GAP clothing chain founders Donald and Doris Fisher recently announced plans to build a new museum in San Francisco to house their extensive collection of 20th-century and 21st-century art, rather than donating it to an existing museum. Admirably seeking to enrich the community at a grassroots level, the Fishers said that they will include a gallery for high school students in the museum. The Fishers should be seen as the Barneses of our era. They appear intent on designing a museum, as Barnes did, with cutting-edge artwork of the highest quality and state-of-the-art installations but dedicated to a single collection. The Fishers' museum will not only be a place to preserve artwork that our current culture values but also a cohesive monument to our generation's experience of art.

Overall, the trend of expansion insensitive to local traditions and artistic ideals has been driven by museum boards whose collective eye has typically been on the bottom line and institutional prestige rather than community aesthetics. There is nothing improper about this preoccupation -- boards are obligated to ensure museums' financial integrity -- but it can produce myopia.

Accordingly, it falls to museum directors and curators to check the super-sizing of art museums. They are of course answerable to their boards, and cannot either rely upon or cede ground to patrons of the arts like the Fishers. But they can foster a healthy, competitive tension with their boards by presenting financially responsible museum alternatives to big new wings and massive cafeterias. One promising option is to preserve old buildings by converting them into new museums. The phenomenally successful Tate Modern (originally a late-Victorian power plant) in London and P.S. 1 (formerly a public school) in Queens are shining examples of this elegant solution at work. P.S. 1, in particular, has a modest scale that gives visitors a sense of control over their surroundings and better enables them to digest the art.

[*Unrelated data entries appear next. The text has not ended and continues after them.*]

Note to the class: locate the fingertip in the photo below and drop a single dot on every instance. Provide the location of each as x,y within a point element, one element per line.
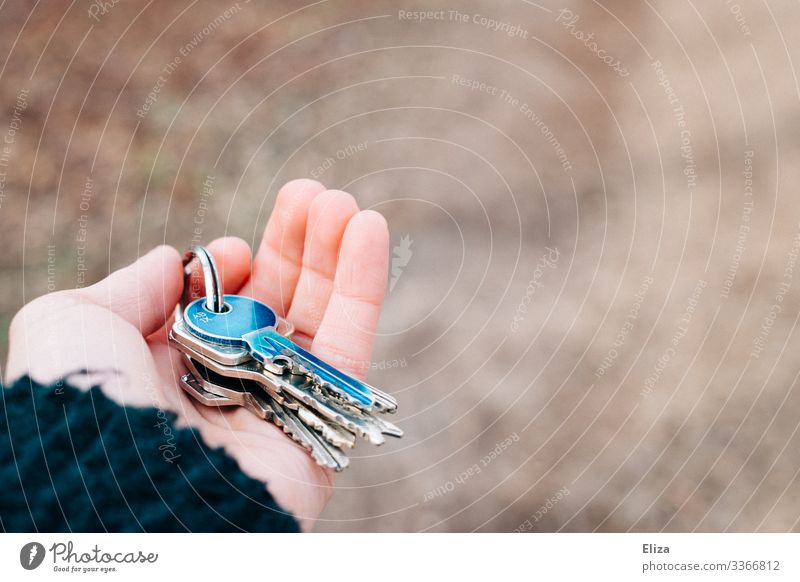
<point>370,228</point>
<point>232,256</point>
<point>296,196</point>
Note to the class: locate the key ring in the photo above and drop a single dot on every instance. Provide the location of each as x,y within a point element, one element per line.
<point>215,300</point>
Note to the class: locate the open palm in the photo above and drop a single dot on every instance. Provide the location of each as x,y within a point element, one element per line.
<point>322,264</point>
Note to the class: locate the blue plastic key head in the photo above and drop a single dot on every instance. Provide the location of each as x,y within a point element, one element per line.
<point>250,324</point>
<point>266,344</point>
<point>242,316</point>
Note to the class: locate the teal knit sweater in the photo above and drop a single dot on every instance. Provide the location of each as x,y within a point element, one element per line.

These new museums serve the needs of both expanding capacity through attractive funding opportunities and leaving traditional museums -- respectively, the Tate Britain and MOMA -- intact. The older museums thus do not risk alienating -- or, in the case of MOMA, further alienating -- their traditional visitors or donor base. Thus liberated from the administrative burden of overseeing multiple revenue sources, their curators and directors have more time to study their existing collections in depth, and to reinterpret them in a contemporary light that illuminates aesthetic linkages with newer collections without forsaking the original mission and identity of the old museums.

Willard Holmes, former director of Hartford's Wadsworth Atheneum -- the nation's oldest public art museum -- postponed its proposed renovation to ensure that future plans "expand the cultural reach of the museum" without artlessly "pouring old wine into a new bottle." By contrast, the St. Louis Art Museum chose to expand its existing building by 120,000 square feet (40 percent) rather than convert the old U.S. Custom House and Post Office -- a magnificent French Second Empire building completed in 1884 -- to a satellite museum. The museum's management feared that the latter course would have segmented its audience. Some might have argued that doing just that was precisely the point.